Thursday, September 6, 2007

poetry & commitment

Just so I have something to start with on this blog thing, I want to quote a few things from Adrienne Riche's "Poetry and Commitment," which my friend Emily (ejoyes.blogspot.com) lent me.

"If there's a line to be drawn, it's not so much between secularism and belief as between those for whom language has metaphoric density and those for whom it is merely formulaic -- to be used for repression, manipulation, empty certitudes to ensure obedience." (p.33)

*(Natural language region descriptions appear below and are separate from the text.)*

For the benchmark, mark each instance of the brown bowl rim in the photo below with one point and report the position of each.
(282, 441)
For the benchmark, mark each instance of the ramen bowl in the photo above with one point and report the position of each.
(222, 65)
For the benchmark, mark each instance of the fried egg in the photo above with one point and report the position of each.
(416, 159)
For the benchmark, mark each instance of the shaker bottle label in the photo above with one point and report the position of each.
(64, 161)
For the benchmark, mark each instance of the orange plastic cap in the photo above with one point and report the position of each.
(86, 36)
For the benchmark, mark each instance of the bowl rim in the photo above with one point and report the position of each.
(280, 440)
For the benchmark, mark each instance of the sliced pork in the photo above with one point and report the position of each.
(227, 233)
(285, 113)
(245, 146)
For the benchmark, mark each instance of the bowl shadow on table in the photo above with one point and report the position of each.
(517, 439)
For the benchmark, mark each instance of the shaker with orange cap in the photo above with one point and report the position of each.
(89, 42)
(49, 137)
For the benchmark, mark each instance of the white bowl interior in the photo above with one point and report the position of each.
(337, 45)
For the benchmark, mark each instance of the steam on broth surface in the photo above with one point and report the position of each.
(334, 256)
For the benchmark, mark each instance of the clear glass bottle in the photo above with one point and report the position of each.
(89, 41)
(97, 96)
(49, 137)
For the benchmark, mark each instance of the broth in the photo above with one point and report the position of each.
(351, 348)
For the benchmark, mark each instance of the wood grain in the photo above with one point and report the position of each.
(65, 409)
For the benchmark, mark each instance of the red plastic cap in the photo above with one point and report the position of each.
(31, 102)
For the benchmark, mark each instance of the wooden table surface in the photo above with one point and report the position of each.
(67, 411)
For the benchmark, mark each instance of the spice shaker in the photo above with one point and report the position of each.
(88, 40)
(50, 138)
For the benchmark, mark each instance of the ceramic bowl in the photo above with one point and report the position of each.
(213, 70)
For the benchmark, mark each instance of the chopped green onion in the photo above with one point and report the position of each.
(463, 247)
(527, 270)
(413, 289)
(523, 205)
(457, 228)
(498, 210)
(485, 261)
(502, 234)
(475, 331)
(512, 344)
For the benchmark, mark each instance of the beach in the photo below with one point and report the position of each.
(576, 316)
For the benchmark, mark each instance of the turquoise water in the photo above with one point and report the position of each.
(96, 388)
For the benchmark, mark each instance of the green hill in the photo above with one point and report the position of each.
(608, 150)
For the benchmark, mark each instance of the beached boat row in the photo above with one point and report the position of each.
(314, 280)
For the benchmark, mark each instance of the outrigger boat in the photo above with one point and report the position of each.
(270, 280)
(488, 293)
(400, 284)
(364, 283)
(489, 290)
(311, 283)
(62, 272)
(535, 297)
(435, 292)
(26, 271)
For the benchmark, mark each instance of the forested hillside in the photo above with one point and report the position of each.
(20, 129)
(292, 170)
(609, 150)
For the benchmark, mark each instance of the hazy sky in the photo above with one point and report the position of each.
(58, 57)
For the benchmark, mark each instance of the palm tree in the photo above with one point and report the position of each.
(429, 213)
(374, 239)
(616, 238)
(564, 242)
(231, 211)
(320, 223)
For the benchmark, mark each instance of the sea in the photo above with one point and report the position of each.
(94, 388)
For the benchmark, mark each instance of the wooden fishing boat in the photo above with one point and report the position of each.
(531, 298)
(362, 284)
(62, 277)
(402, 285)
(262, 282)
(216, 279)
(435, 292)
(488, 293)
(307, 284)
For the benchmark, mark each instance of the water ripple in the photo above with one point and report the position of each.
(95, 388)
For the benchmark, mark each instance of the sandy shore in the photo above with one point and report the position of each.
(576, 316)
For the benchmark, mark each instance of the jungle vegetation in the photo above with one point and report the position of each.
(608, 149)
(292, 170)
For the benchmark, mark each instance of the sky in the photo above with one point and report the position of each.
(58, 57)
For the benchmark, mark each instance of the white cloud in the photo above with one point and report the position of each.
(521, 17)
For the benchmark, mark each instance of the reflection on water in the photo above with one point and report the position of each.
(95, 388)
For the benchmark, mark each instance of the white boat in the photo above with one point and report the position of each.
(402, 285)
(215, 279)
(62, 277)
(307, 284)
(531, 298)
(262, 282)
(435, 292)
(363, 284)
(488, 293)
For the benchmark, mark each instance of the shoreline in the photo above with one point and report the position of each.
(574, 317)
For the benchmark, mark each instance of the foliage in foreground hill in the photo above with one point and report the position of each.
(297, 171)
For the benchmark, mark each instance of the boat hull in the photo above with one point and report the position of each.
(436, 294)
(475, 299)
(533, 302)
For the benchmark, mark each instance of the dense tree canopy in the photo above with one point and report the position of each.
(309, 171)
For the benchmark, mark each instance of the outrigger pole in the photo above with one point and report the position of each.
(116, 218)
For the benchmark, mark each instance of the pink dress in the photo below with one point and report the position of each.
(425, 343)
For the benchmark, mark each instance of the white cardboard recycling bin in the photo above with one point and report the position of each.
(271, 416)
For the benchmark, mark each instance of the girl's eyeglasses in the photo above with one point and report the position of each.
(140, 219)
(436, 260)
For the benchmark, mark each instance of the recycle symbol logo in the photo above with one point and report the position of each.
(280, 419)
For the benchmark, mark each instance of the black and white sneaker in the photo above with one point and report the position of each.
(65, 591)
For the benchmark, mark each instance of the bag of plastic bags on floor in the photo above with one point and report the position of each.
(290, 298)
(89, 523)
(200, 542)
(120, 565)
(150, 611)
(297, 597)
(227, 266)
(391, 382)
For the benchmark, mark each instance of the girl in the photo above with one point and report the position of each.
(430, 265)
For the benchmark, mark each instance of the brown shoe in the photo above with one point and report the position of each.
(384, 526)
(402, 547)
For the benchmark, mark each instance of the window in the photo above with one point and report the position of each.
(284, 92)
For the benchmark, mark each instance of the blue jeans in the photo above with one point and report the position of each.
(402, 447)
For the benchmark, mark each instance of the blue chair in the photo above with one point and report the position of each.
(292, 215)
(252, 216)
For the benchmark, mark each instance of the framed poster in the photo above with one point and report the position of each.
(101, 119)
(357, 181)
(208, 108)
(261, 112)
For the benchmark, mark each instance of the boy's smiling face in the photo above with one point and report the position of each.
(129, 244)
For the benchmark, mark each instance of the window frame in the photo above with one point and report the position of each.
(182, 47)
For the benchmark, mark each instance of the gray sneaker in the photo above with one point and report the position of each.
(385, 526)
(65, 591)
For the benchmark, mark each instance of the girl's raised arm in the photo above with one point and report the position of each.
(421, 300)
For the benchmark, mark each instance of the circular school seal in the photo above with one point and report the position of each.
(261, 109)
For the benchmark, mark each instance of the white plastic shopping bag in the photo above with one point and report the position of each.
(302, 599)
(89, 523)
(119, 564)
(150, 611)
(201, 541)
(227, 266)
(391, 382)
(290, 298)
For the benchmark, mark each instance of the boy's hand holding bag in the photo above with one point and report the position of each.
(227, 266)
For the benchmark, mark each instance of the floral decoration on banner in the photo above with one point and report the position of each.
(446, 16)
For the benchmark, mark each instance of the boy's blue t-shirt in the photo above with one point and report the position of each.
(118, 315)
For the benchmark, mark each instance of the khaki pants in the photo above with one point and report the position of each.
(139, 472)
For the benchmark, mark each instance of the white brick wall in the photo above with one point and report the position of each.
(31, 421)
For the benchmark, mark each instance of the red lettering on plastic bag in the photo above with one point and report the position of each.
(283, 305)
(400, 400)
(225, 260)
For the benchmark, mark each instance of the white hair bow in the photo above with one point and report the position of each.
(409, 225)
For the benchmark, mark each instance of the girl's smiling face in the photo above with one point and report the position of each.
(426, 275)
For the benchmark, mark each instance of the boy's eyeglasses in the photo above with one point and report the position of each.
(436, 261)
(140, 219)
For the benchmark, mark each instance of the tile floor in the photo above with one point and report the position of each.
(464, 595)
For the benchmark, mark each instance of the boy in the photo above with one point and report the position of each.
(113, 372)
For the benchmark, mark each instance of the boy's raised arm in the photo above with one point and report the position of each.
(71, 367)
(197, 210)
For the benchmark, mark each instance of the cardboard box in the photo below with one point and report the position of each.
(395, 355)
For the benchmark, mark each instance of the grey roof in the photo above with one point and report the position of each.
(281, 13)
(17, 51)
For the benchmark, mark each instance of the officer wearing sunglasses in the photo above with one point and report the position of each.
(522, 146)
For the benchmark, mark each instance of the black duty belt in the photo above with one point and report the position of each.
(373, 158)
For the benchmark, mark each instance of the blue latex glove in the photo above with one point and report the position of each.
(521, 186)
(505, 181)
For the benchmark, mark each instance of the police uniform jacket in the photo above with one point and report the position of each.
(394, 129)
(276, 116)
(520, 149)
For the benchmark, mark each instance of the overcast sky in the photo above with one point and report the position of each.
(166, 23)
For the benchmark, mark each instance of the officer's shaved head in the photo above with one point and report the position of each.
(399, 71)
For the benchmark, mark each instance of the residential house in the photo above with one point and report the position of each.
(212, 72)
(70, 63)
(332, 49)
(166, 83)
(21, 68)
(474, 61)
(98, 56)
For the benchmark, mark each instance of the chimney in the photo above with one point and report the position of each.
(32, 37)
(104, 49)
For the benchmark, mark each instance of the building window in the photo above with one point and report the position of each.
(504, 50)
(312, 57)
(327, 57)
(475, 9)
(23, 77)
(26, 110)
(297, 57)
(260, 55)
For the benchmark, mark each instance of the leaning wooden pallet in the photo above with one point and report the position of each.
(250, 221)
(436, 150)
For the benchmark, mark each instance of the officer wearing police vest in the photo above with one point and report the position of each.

"it will be hard for hands calloused on a trigger to question a daisy."
- from "Romiosini" by Yannis Ritsos, transl by Kimon Friar

"I open the refrigerator door
and see a weeping roll,
see a piece of bleeding cheese,
a radish forced to sprout
by shocks from wires
and blows from fists.
The meat on its plate
tells of placentas
cast aside by roadblocks."
- from "The Fence" by Aharon Shabtai, transl by Peter Cole

1 comment:

Unknown said...

Wade love,
I am so glad those passages spoke to you. They certainly enlivened me when I first read "Poetry and Commitment." I have returned to Rich time and time again when the stupid word wars have threatened to eclipse my hope. She does something so beautiful with language that it's almost impossible not to wiggle around when I'm reading her. She reads me too from her authorial place. It's that connection, that "reading" of each other, across space and time and location(s) and ages and orientations that keeps me connected to something "greater than myself."

I miss you and love you Wade. Really.